Talking of foreign languages, and Cornwall in particular, turns out Mrs M and I were not the only ones who scratched our heads and turned up the volume during the BBC’s three-night run of Jamaica Inn.

We had put the mumbling and low grunts down to the Beeb drama department taking the Cornish accent theme a little too far. Turned out hundreds of people complained to the corporation, outraged that their licence fee was wasted on poor audio quality. It was never like this with Poldark.

It was a technical hitch, and by episode two the BBC appeared to have ironed out the audio, although Uncle Joss continued to require sub-titles as he led his smuggler band along the rugged coastline communicating through a variety of drunken grunts and whistles.

What author Daphne du Maurier would have made of the version of her classic swash-buckling tale I don’t know.
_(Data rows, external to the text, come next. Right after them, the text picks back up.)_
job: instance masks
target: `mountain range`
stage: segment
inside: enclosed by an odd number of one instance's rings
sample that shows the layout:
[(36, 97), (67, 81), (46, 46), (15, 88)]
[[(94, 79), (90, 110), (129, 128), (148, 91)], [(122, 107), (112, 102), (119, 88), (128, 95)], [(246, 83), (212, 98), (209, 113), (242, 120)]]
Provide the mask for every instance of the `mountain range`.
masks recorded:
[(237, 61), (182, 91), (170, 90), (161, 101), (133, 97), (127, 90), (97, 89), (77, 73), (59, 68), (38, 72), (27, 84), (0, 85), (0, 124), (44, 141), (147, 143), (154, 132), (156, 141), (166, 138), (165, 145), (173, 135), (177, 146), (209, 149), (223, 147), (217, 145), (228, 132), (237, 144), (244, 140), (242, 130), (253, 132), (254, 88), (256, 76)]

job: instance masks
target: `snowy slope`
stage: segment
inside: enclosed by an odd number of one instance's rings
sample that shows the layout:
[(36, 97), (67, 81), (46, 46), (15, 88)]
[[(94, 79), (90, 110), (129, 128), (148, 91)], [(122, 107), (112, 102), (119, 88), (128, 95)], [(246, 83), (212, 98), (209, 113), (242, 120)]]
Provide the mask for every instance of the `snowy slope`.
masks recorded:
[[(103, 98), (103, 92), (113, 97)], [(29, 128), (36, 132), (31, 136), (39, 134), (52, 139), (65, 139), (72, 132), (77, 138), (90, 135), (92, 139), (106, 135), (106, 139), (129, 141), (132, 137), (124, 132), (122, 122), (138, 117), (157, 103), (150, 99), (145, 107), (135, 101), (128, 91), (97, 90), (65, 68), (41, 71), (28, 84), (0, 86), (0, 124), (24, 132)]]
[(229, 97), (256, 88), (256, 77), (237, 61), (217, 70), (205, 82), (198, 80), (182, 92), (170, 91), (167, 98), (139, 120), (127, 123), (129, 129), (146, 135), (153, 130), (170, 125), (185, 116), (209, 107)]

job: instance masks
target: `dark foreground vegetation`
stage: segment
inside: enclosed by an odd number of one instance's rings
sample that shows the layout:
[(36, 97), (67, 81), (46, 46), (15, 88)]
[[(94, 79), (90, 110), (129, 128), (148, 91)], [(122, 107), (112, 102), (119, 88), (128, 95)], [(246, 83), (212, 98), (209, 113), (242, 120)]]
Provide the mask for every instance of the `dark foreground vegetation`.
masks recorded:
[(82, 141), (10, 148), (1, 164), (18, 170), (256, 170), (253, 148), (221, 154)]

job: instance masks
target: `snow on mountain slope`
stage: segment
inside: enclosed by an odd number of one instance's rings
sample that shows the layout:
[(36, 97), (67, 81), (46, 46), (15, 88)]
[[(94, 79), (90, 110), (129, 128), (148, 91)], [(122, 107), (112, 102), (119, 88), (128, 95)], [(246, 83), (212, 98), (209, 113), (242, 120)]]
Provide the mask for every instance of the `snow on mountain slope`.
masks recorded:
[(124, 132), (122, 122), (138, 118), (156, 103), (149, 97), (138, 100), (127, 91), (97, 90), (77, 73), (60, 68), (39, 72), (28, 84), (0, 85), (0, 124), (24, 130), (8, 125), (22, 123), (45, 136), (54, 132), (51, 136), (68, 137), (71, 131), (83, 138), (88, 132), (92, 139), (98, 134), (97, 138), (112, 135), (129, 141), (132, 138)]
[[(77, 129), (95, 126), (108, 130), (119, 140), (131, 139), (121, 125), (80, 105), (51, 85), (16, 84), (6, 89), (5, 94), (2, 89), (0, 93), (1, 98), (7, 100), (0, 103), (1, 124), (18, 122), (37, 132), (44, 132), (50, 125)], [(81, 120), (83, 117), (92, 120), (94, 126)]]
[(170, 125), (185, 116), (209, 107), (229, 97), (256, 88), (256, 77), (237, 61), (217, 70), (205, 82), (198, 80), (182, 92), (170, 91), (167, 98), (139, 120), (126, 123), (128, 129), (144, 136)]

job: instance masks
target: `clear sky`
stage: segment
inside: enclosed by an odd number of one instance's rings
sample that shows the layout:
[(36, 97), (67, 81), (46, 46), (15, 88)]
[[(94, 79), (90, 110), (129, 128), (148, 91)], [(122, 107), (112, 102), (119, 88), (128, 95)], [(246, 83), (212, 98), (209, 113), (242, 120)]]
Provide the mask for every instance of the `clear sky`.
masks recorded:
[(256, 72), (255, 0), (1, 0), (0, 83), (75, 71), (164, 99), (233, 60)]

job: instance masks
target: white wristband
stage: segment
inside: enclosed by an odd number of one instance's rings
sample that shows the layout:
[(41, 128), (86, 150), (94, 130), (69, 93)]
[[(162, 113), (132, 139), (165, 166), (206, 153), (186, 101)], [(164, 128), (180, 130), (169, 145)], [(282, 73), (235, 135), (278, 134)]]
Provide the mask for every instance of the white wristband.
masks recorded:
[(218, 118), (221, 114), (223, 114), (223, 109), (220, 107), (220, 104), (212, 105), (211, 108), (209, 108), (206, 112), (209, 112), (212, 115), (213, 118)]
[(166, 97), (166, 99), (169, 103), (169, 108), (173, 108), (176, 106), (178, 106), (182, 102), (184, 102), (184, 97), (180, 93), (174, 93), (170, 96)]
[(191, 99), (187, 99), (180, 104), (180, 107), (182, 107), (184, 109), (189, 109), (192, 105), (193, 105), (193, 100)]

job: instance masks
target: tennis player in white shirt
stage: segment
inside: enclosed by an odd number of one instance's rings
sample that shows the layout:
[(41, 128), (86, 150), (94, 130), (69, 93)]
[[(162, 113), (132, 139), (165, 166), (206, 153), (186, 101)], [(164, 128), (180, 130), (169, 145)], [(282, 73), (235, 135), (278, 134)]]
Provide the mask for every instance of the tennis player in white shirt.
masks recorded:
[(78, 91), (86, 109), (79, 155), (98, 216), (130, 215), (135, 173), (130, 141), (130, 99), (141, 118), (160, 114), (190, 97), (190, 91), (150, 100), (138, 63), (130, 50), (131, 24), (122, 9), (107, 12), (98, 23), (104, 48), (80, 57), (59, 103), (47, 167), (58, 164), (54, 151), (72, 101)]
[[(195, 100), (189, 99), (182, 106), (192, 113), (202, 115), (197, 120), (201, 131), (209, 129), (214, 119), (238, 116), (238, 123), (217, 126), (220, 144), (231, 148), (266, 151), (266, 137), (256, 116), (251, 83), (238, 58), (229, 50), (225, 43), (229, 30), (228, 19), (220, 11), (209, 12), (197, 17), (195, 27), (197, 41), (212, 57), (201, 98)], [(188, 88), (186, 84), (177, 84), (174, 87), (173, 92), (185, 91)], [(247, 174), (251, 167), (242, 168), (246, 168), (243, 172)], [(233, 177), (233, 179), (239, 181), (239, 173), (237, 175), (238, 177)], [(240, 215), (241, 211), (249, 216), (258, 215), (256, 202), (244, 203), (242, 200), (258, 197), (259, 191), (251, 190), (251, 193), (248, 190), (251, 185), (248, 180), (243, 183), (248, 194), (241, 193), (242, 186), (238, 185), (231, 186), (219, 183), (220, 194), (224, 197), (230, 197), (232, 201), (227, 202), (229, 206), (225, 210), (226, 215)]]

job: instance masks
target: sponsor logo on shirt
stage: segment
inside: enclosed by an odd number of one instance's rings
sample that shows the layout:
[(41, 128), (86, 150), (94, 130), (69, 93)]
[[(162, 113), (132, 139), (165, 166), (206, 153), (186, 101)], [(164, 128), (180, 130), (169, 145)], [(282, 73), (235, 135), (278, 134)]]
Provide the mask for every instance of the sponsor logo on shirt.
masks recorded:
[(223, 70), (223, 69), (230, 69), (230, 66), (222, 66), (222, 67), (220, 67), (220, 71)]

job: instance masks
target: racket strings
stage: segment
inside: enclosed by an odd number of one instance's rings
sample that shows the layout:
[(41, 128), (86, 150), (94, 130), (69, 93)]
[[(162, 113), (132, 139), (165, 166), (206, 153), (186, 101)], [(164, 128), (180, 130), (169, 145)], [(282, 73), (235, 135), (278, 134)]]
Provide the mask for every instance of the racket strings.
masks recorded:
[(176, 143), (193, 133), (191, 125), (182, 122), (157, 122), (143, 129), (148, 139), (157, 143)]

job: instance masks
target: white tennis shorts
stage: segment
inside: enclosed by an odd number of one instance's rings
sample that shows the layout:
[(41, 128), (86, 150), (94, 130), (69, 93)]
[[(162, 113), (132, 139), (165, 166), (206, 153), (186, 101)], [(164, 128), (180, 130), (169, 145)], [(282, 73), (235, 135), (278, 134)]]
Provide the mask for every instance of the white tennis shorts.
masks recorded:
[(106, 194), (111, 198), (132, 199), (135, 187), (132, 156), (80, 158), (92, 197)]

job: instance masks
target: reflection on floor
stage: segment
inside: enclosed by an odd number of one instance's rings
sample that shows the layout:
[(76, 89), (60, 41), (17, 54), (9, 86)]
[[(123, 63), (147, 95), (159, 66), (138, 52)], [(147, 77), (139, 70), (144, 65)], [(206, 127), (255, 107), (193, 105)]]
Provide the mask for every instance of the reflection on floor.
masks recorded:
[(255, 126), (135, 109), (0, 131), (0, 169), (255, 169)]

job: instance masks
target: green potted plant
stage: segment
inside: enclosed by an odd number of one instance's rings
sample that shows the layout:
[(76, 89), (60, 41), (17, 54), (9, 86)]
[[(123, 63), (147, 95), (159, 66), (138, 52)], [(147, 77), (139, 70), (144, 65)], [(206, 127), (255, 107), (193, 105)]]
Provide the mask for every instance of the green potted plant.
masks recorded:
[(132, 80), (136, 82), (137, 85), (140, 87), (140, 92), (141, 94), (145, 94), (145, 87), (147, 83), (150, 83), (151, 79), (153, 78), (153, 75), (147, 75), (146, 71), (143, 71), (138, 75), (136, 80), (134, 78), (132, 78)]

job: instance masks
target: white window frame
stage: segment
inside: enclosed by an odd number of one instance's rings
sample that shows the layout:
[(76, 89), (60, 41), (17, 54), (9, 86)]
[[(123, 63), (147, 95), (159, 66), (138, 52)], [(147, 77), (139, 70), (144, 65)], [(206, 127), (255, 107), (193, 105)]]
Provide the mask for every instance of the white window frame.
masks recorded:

Maybe she would have enjoyed the gritty reality of the dour, colourless life the Cornish appear to have led in those days when a bit of ship-wrecking must have provided light relief from mumbling in the mud.

Perhaps that’s why Cornwall lost its nationhood in the first place (see other article on this blog). Could be no one understood them when they muttered something about not wanting their country nicked by the English. A simple misunderstanding. Shout up next time Joss – and pass the knock-off brandy.

• Although Daphne sited her smuggling drama at Jamaica Inn near Launceston, any traveller to those parts will know the real pub lies about as far from the sea as is possible in Cornwall. Although it is steeped in tales of highway robbery and smuggling, the Inn is on Bodmin Moor. Had the smugglers really dragged their brandy and baccy all the way to what is now the A31 they would have taken an age to get it into the Inn’s cellars. No wonder the Excise Men nabbed them.